Octavius Thomas has a handful of nicknames, from OT to Overtime to “that kid with bleached hair.”
Myrtle Beach football coach Mickey Wilson calls his linebacker something else.
“I think he’s one of the best football players in the state of South Carolina, without a doubt,” Wilson said.
Thomas has shown once again that he is one of the predominant defensive players in the area, if not – as Wilson says –the state. Friday night, when Myrtle Beach plays fellow undefeated region team Socastee, the senior could be the difference in making sure the Seahawks’ chance of a third state title in five years remains as strong as possible.
The winner immediately has the upper hand in terms of a first-place region finish and accompanying No. 1 seed in the playoffs. This year, that top seed comes with the benefit of at least three home postseason games, a major boost in making it to the Class AAA state championship.
So, yes, this one has serious meaning for the rest of the way.
And what better player to be in the middle of it all than Thomas, a guy with Myrtle Beach football in his DNA.
Legacy of titles
There’s a photo floating around of Octavius Thomas from just after Myrtle Beach’s 2008 state title win over Chester.

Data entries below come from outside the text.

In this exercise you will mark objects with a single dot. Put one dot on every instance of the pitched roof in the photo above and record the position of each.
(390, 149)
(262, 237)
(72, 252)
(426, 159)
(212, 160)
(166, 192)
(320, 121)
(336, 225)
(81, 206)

Back then, Thomas was an eighth grade ball boy, and his older brother, PJ, was helping the Seahawks earn the Class AAA championship as a back-up safety. For Perry Thomas, though, it was important for Octavius to be a part of the team.
“It’s really special to be a homegrown product,” Perry Thomas said. “When I was a little boy, all we dreamed about was going and watching Myrtle Beach football. You knew you were going to go play for the Seahawks.”
That’s exactly what Perry did.
He spent his high school years playing for the late Doug Shaw, and as a starter on defense himself, contributed to the Seahawks’ back-to-back state titles in 1981-1982. It was something Perry Thomas wanted his kids to be a part of.
First, PJ played a role in that 2008 championship, then started as the Seahawks finished as runners-up in 2009.
Then came Octavius, the family member who early on showed promise of being the best of the three.
“It means a lot. It’s set a standard of what I have to achieve,” Octavius Thomas said. “If I don’t, I look at it as kind of a failure. My dad won state championships. My brother won another one. Now I have to win another one.”
As a sophomore in 2010, Thomas accomplished his first. He led the Grand Strand in tackles and helped shore up a defense that was generally overlooked by a future Notre Dame quarterback on the offensive side of the ball.
Still, Thomas started to establish himself as a top playmaker, the kind of guy opponents had to be able to account for on every play. He started to stand out more, and it made 2011 hurt so much more.
Thomas, plagued by a back injury, missed the majority of the year. When he did return, he wasn’t in game shape, and he was even more frustrated.
This season, the anxiety has been limited.
Thomas has already put up 87 total tackles (an average of nearly 15 per game), has 17 tackles for loss, recorded eight sacks, forced six fumbles, recovered another one and picked off a pass. Translation, he’s the kind of player offensive coordinators hate to see.
Even if college recruiters aren’t exactly banging down his door.
The next steps
It makes sense that Octavius Thomas will catch on somewhere.
PJ Thomas is now playing at NCAA Division-III Averett (Va.), and a number of similar-level programs have already expressed interest in Octavius. He’s under consideration for one of the state’s two all-star football games.
The reason there isn’t more college noise, Wilson said, is simple.
“To me, it’s sad that college coaches just look at size,” he said. “I think he’s by far one of the best in South Carolina, and I think it’s sad he hasn’t gotten any offers yet because he can flat out play.”
At 5-foot-9, Thomas doesn’t scare anyone coming off the bus. The bleached hair his dad is sometimes responsible for cutting might look more at place at the skate park adjacent to Doug Shaw Memorial.
The problem is that Octavius Thomas was almost destined to excel inside the football stadium.
The love of Myrtle Beach football between Perry and his sons was so strong that initially both PJ and Octavius offered to give their dad – who played when the school did not award championship rings – the ones they had earned. He refused, and last year, a group of players from the ’81-’82 teams got together and bought them on their own. They used similar molds to the ones Myrtle Beach purchased after the 2010 title season, and it further fulfilled the duality between Perry and Octavius Thomas.
After all, Perry still has one more title than his son.
“The hardest thing is trying to have a conversation with him about who has the most rings or just wins,” Octavius said between laughs. “He doesn’t rub it in – too much.”